COMAN accepts as input the Illumina paired-end sequencing reads in FASTQ format and a metadata file specifying the sample conditions for comparative statistical analysis. A sample input dataset is offered to guide users on data formatting requirements (by clicking the “SampleData” button in the homepage). It is optional to upload a file containing the metagenomic taxonomic abundance profiles, which will only be used for “transcription activation analysis” (as described below). All uploaded data and results generated by COMAN are restricted to the user who initiated the job.

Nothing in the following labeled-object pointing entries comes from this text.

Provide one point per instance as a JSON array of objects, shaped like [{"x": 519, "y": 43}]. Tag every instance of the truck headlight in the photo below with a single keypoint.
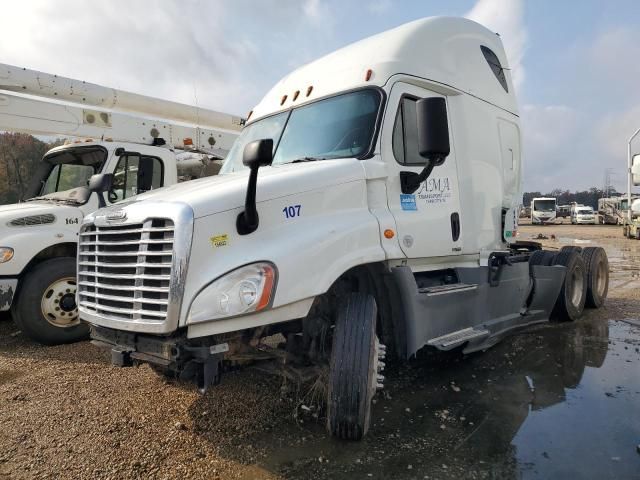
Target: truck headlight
[
  {"x": 245, "y": 290},
  {"x": 6, "y": 254}
]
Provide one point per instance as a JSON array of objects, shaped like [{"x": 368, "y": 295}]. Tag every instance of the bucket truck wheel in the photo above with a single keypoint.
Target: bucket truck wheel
[
  {"x": 597, "y": 265},
  {"x": 573, "y": 293},
  {"x": 46, "y": 310},
  {"x": 353, "y": 374}
]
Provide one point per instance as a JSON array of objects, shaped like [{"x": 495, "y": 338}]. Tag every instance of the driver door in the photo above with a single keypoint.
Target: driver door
[{"x": 427, "y": 220}]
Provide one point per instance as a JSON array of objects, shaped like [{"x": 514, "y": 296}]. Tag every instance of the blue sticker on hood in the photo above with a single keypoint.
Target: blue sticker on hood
[{"x": 408, "y": 201}]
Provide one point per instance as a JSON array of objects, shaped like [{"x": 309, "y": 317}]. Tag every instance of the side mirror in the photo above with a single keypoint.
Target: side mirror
[
  {"x": 145, "y": 174},
  {"x": 100, "y": 183},
  {"x": 258, "y": 154},
  {"x": 255, "y": 155},
  {"x": 433, "y": 140},
  {"x": 433, "y": 129}
]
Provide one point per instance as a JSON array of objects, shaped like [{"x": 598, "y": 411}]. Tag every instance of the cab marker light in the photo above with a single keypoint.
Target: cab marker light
[{"x": 6, "y": 254}]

A comprehensive guidance on COMAN usage can be found in the “Instructions” section of the server homepage.
The whole COMAN metatranscriptome data analysis pipeline (Fig. 1) mainly involves quality control, removal of reads derived from non-coding RNAs, functional annotation, comparative statistical analysis, taxonomy-associated functional analysis and co-expression network analysis. Details on key steps are shown below:
Quality control and removal of non-coding RNA
The uploaded NGS reads are subject to an initial quality control step to remove the adapter regions and low quality reads following a previously described approach [15]. Afterwards, all the QC-passed reads are mapped, using BLASTN, to an in-house non-coding RNA database (see Results for details and evaluation) to filter out the reads derived from non-coding RNAs, including ribosomal RNA and tRNA. The reads with best BLAST hits at e-value < 10−5 are excluded from downstream analysis.

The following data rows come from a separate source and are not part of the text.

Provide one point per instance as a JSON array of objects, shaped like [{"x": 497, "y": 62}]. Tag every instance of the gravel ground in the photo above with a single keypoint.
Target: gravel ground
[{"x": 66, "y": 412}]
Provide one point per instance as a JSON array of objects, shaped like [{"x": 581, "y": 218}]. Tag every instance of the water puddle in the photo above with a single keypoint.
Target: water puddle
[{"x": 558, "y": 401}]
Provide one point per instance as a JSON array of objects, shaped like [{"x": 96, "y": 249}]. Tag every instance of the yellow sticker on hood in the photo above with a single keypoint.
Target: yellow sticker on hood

Mapping to reference genomes
In this step, all the high quality reads after depletion of non-coding RNA are further mapped to a reference genome database at 1e-5 cutoff, which includes more than 2700 NCBI complete microbial genomes (accessed at ftp://ftp.ncbi.nlm.nih.gov/genomes/archive/old_refseq/Bacteria/all.faa.tar.gz). We used a much faster and highly sensitive tool named DIAMOND [16] within the COMAN pipeline, since using BLASTX to perform this task is too time-consuming and not practically feasible, especially for a web-based application.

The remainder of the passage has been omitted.